Q: What kinds of harm are caused by non-consensual police intervention?

Screenshot of comments of negative experiences of users of hotlines who used non-consensual law enforcement interventions

A: First, it’s important to understand that these interventions have not been shown to prevent returns to suicidality. Even if a current suicide attempt is prevented by non-consensual police intervention, such interactions often cause more short and long-term trauma to people of color, queer and trans folks, youth, undocumented people, and people living with mental health disabilities. Even when police intervention does not result in police violence or criminalization, studies show that involuntary hospitalization for suicide attempts results in increased attempts post-release.

Because of these interventions, trans people are put in the wrong gender facility, denied trans-related medications, trans youth are often non-consensually outed to unsupportive parents, and involuntary psych hold histories have been used to deny trans people the ability to give informed consent for life-saving trans health care.

Across the country, the practice of crisis hotlines engaging in police intervention persists despite data around the inefficacy of such interventions and story after story of harm being caused or exacerbated by police. Sadly, callers are given little to no access to information about what kinds of surveillance tools are used on them or what police interventions can trigger since they’re buried in lengthy Terms of Service documents. Meanwhile, the real crisis of people not having structurally livable lives persists.

Q: What will our advocacy department focus on?

A: Because of the harm caused by non-consensual police intervention, our eventual goal is to eliminate the use of geolocating surveillance and police intervention on all crisis hotlines.

Historically, hotlines were specifically created as places where callers could seek help without police or psychiatrists and “all of the likely consequences that followed from doing so: arrest, injury, and either incarceration or involuntary hospitalization.” We want to support other crisis services in returning to the roots of our work.

We’ll focus on:

– Educating other crisis hotlines and services about the need for community-based alternatives to police and hospitals

– Advocating for upfront hotline policy transparency so callers know what to expect

– Ending the use of surveillance tools and and non-consensual police intervention on crisis hotlines

– Informing providers and policy makers of trans-specific impacts when accessing crisis services

– Survivor-centered models of community-based care


Q: Why now?

A: Since our founding in 2014, Trans Lifeline has always been an abolitionist organization that’s never used 911 on our hotline services.
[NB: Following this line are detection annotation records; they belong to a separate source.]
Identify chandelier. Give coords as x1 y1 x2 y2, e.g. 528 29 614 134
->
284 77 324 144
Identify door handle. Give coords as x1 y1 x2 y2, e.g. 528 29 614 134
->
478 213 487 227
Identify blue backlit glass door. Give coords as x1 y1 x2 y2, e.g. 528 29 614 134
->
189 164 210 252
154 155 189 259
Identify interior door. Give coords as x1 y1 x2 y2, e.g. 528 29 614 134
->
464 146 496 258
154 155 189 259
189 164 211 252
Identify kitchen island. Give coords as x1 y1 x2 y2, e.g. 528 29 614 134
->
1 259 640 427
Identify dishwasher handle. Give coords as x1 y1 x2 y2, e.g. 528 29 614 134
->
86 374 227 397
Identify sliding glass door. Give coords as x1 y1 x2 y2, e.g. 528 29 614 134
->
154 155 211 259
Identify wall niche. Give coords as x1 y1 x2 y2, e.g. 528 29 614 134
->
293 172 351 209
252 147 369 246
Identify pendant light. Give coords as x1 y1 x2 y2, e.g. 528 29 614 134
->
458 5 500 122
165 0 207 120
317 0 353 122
We’re run by our community — we’re all trans people who are mostly BIPOC.

Today, we continue to look to the leadership of Black activists across the country working to defund police budgets to fund community-based care. We know that just supporting incarcerated trans people doesn’t go far enough — we must remove police presence on crisis hotlines.

Within the next year, the FCC will roll out a mandate designating 988 as the number routing to the National Suicide Prevention Line and their 170 local affiliates — all of whom mandate the use of geolocation surveillance and sending law enforcement nonconsensually when faulty assessment rubrics point to “imminent risk.” As funding follows anticipated call volumes, the time to change these practices is now.

Our hotline is one of several examples of how it’s possible to fund, certify, and offer crisis support without causing more trauma by putting people in harm’s way. It’s time to build real support—not harm.

Q: What are you hoping to accomplish?

A: We want to live in a world where all people in crisis can trust that the help they seek will be supportive, not harmful. To do this, crisis support must be driven by what survivors of mental health crises, police harm, and involuntary hospitalization know to be helpful. Survivor expertise will build the kind of community and peer-based support we need available to us in crises — as well as what kinds of support prevent crises in the first place.

We’re building a powerful coalition of survivors and advocates across privacy, racial, disability, healing, and transformative justice movements for Safe Hotlines.